Façamos um acordo: eu deixo de tomar sua água e sua aspirina, eu páro de gritar na sua orelha, se você tirar a mão da minha nuca.

Estamira ao avesso...
O som do vento.
Cabras falam, eu juro!
Piloto... vôo que nunca rasgou o céu de sua pátria.

"Quem suporta chega a sombra" – ditado saharaui.

Peito aberto de frente ao Front.
Defronte do soldado que se aproxima, debaixo do sol que não me deixa ver nada muito bem o que está acontecendo.
Nosso problema é político. Queremos uma resolução política. Não é uma guerra por religião ou por raça, é uma guerra por auto-determinação. 
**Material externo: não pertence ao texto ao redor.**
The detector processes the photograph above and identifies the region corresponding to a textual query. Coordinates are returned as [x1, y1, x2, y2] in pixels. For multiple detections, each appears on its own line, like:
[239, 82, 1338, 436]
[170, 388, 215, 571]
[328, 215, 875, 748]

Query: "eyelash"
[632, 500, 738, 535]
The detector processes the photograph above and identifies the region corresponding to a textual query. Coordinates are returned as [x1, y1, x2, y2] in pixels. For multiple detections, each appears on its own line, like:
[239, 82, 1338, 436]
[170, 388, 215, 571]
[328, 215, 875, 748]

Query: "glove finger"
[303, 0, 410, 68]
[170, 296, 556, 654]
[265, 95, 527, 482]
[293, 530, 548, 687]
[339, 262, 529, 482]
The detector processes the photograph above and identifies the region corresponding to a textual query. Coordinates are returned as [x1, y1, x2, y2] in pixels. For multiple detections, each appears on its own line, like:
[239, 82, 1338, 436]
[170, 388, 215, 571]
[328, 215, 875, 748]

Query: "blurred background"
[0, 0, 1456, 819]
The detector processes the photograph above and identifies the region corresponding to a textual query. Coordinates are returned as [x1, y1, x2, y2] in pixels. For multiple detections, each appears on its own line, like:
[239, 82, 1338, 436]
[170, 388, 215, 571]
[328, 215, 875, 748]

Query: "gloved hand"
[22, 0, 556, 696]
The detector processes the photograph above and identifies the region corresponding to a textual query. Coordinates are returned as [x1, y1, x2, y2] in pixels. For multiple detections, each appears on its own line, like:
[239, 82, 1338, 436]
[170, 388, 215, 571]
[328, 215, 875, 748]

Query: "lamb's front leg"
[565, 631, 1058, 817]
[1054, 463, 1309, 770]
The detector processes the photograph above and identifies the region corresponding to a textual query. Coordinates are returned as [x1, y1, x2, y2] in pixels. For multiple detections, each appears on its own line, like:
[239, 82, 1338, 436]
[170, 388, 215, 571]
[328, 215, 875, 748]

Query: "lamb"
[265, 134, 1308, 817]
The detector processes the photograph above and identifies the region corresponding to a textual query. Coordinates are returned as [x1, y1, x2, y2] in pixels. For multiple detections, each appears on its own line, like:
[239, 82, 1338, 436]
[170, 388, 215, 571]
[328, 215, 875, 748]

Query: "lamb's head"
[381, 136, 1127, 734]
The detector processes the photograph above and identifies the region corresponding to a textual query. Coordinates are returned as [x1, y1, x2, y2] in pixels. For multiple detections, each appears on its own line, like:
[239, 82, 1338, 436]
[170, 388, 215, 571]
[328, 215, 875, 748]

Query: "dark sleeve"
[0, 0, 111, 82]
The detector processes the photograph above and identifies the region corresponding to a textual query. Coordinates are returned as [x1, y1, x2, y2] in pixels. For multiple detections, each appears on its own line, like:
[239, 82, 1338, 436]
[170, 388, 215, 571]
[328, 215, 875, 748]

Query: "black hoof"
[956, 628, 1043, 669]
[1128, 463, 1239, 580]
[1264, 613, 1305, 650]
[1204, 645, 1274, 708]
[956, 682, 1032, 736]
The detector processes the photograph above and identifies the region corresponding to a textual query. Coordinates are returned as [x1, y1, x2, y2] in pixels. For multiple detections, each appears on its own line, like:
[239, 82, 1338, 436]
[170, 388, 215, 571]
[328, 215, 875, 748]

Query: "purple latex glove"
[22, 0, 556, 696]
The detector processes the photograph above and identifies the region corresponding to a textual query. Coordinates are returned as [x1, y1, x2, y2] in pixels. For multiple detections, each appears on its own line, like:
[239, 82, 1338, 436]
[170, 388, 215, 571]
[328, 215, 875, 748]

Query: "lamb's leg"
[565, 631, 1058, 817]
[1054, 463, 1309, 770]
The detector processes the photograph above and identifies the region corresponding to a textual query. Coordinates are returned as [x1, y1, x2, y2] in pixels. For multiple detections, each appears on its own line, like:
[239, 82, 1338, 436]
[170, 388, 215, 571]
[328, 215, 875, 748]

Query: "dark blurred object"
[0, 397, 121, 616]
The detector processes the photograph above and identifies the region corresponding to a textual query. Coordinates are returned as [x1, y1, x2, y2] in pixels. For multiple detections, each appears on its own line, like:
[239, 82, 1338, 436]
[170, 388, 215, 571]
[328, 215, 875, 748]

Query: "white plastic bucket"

 (Escrito depois de uma visita à Asociación de Familiares Presos y Desaparecidos Saharauis - Afrapedesa

07/09/2012


Do outro lado, eles.
Um salto e tudo está aqui do nosso lado.
Fuzil. Confiança que escorre na pele rasgada de sol.
Boca rachada.
Certeza de quem são. Medo que não cessa.
O muro que impede a ultrapassagem, não impede de ver o horizonte.
O lado de lá é o mesmo de cá. Areia por todos os lados.
Minas ativas.
Círculos de pedra.
Barricadas de pedra.
De frente com todo o medo de deixar de ser.
Animal raivoso, vontade de cruzar a linha de frente.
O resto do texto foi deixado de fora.